Work Package 10 - Dissemination
WP-Leaders: Celso Arrango (SERMAS) and Mara Parellada (SERMAS)
The aim of the dissemination workpage is to facilitate the flow of new knowledge on the benefits for the scientific community in deploying new findings, experimental protocols and data gathering standards, applicable not only within EU-GEI but also across schizophrenia research and across human genomics (genetics) and epidemiology (environment) more generally.
Our two major goals to reach regarding these objectives are:
- Dissemination of scientific information within the relevant scientific community to spread state-of-the-art and new knowledge. This task is closely allied with, and complements, the training activities, which disseminate new practical skills.
- Communication of EU-GEI findings and their implications to stakeholder groups who will be able to influence the patient beneficially as regards schizophrenia control/prevention (medical professionals, industry, etc.). This task is closely allied with, and complements, the ethical activities, which disseminate the ethical implications of the research conducted.
The dissemination WP working in close relation with other workpagages such as training and ethics will ensure a good communication between the different groups comprising the EU-GEI project and between researchers and relevant stakeholders such as family and users associations, European Commission, researchers in the field of schizophrenia, genetics and epidemiology and the media.
Work Package 11 - Training
WP-Leaders: Lieuwe de Haan (AMC) and Don Linszen (AMC)
Training of researchers in EU-GEI
Training in the EU-GEI is supported by an interactive website. The name of the training website is GET-THERE (an acronym of Gene Environment Tools - Training Home Education Reliability Europe).
The training website is restricted to members of the research group. The reason for this restriction is that material is available in which patients are interviewed.
This website is intended to provide researchers with information and training for the instruments to be assessed in the EU-GEI project. Besides training documentation, manuals, score sheets and different translations, we will present audiovisual material for the most advanced instruments.

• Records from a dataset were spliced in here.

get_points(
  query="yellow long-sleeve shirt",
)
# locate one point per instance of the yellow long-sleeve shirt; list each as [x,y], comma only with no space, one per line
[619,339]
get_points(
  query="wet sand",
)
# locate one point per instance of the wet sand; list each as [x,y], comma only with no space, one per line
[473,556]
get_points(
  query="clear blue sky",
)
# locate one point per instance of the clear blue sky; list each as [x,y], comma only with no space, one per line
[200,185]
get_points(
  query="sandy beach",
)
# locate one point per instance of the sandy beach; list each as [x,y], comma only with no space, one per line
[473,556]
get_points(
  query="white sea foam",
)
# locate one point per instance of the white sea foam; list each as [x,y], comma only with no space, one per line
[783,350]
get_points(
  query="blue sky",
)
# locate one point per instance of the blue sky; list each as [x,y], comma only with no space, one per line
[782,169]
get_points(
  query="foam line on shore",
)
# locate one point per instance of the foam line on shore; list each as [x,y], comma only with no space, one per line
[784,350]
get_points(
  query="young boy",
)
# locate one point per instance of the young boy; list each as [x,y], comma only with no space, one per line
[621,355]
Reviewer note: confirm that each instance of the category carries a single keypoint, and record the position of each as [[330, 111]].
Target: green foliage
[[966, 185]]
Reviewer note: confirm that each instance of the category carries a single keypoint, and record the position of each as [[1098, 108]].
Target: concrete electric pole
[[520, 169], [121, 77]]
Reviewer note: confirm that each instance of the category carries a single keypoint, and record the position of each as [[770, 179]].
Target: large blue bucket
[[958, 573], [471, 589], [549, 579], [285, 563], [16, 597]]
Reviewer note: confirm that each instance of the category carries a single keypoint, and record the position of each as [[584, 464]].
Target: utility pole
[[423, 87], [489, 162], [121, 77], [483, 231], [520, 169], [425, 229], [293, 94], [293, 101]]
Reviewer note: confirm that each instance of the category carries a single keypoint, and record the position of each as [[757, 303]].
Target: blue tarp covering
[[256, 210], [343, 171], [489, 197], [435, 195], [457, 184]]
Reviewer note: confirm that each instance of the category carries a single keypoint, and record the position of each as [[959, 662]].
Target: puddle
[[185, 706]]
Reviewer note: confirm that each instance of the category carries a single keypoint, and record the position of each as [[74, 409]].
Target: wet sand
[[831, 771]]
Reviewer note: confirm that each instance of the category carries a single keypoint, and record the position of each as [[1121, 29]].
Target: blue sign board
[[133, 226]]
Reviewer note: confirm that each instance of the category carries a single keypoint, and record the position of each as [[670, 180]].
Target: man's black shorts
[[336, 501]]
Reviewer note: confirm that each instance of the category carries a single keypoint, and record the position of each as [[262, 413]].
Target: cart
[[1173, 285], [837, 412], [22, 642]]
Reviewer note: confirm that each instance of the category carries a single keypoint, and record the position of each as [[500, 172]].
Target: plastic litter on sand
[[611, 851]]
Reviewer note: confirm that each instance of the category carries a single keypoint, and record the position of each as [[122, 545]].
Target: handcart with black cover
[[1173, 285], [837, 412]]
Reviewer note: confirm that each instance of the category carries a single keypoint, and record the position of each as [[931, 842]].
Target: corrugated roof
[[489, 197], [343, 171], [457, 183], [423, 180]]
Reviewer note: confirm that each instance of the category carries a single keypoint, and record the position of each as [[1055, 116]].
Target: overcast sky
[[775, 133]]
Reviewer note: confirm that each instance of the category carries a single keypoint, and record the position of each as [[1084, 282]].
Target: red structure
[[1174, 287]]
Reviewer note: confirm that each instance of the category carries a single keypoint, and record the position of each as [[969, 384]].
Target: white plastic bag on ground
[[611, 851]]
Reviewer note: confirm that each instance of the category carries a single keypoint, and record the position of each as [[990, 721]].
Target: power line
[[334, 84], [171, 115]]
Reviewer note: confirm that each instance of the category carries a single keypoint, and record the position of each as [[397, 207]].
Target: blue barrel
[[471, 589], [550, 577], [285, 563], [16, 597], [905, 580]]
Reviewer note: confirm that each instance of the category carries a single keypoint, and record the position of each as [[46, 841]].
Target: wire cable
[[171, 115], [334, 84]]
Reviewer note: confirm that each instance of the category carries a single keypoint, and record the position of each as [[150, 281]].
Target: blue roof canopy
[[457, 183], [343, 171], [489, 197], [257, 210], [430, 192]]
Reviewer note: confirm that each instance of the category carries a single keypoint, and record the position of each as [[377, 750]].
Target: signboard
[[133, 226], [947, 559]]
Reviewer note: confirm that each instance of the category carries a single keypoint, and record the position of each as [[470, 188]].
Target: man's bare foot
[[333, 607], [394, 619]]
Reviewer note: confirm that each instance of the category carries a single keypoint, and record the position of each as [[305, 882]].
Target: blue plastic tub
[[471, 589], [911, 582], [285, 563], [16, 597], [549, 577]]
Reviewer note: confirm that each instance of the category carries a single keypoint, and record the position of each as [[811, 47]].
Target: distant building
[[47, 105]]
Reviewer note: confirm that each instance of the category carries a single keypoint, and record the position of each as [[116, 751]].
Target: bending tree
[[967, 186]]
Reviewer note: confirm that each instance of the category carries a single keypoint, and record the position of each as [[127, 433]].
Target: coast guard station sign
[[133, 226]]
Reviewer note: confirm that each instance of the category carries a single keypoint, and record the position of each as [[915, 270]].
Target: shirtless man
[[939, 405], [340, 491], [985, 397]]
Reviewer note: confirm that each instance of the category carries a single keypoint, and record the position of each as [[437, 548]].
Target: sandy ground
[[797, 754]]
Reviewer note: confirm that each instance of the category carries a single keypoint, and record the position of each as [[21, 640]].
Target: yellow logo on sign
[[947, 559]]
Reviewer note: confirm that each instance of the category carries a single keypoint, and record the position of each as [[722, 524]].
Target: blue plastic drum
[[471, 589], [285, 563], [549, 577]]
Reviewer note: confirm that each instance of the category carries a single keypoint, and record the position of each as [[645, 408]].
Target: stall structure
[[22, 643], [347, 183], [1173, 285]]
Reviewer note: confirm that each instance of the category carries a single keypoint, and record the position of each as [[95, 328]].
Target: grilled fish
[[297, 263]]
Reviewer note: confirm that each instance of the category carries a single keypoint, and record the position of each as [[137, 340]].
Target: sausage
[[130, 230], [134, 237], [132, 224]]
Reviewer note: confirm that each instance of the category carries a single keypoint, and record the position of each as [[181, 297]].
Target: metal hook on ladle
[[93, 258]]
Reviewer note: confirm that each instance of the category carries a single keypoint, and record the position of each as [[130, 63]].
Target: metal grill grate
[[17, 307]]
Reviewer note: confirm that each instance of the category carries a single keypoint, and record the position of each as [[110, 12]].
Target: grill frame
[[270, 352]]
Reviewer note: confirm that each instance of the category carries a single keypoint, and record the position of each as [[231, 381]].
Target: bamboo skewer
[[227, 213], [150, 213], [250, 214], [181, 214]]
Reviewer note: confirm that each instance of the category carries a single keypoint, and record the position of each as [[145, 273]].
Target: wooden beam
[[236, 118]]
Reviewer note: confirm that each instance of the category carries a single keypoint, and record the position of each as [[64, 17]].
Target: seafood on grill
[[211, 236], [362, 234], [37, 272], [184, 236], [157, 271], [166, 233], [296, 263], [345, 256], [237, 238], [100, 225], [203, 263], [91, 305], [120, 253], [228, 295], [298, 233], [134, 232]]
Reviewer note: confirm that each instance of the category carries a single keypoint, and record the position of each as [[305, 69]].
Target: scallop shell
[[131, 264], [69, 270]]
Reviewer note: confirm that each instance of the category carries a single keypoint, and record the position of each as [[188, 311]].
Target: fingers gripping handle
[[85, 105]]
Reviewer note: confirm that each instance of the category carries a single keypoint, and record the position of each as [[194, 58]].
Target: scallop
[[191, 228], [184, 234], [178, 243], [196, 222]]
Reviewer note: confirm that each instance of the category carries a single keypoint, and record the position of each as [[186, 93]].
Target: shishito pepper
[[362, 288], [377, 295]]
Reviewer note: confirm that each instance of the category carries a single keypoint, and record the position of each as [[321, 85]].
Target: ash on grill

Because different countries will work together to create one substantial dataset, we believe that inter-rater reliability is a top priority of EU-GEI. To this end we created GET-THERE, a joint virtual 'practice, training and reliability area. In order to achieve good reliability, researcher will find practice tapes (with feedback options) and tapes to determine inter-rated reliability. In addition, various online presentations are presented and will be regularly updated.